Views > November 13, 2007
Treaty of Detroit Repealed
The new contracts demonstrate that companies without unions, global labor markets and corporate power are dictating the future for American autoworkers—even for those who are in a union
By David Moberg
In 1950, General Motors and the United Auto Workers (UAW) signed the “Treaty of Detroit.” The landmark contract helped create mass prosperity and growing equality in America over the next two decades by setting a standard for other unions that even many non-union employers felt pressure to approximate. Workers shared in rising productivity, and unions shifted to employers many of the risks that come from life in a capitalist economy. The UAW won comprehensive health insurance, pensions, cost-of-living adjustments and income protection during economic downturns.
But the new contracts that the Big Three—GM, Chrysler and Ford—negotiated this fall effectively repeal that treaty. For more than three decades, auto executives, driven by the consequences of globalization and their own bumbling mismanagement, have attacked the treaty’s principles. The new contracts demonstrate that companies without unions, global labor markets and corporate power are dictating the future for American autoworkers—even for those who are in a union. The result will be greater insecurity and inequality for all workers, not just for the dwindling ranks of UAW members.
Two provisions stand out. First, the Big Three shifted their responsibility for retiree health insurance to a union-administered Voluntary Employee Beneficiary Association. That will likely shift future healthcare costs to retirees, given the unrealistic assumptions about its financing.
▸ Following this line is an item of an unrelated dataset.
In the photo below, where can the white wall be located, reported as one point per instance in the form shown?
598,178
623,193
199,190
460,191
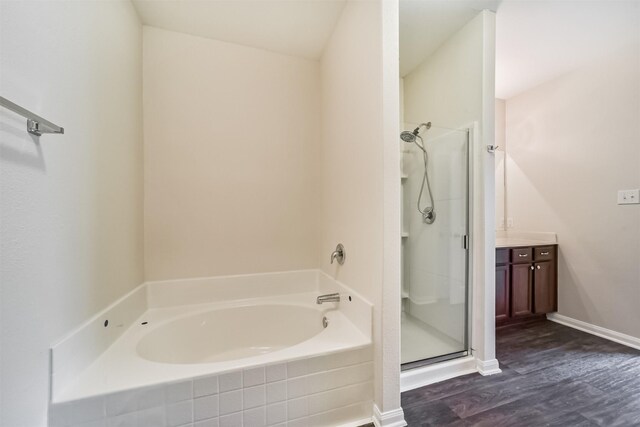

Second, companies will also pay newly hired workers in “non-core” jobs—which may account for as many as one-third of all jobs—approximately half of what current employees earn. What’s more, all new hires will have inferior pension and health plans.
The contract thus undermines the Treaty of Detroit’s principle of solidarity among workers, who all shared in the industry’s productivity increases. In exchange, the UAW won provisions for new investment in many plants. Important as they are, these provisions do not guarantee jobs, as Chrysler and GM demonstrated by announcing plans to layoff thousands shortly after workers ratified the contracts.
This sad outcome reflects historic failures of Big Three management, public policy and the UAW leadership. Management, mired in a short-term strategy that believes big vehicles mean big profits, failed to produce the efficient and high-quality vehicles that consumers increasingly demand.
Public policy failed on many counts. The auto companies resisted legislation requiring higher fuel efficiency standards that would have helped them transition to a more secure future. Despite former UAW President Walter Reuther’s prescient call in the ’50s for a small, efficient car, the union sided with management on efficiency standards.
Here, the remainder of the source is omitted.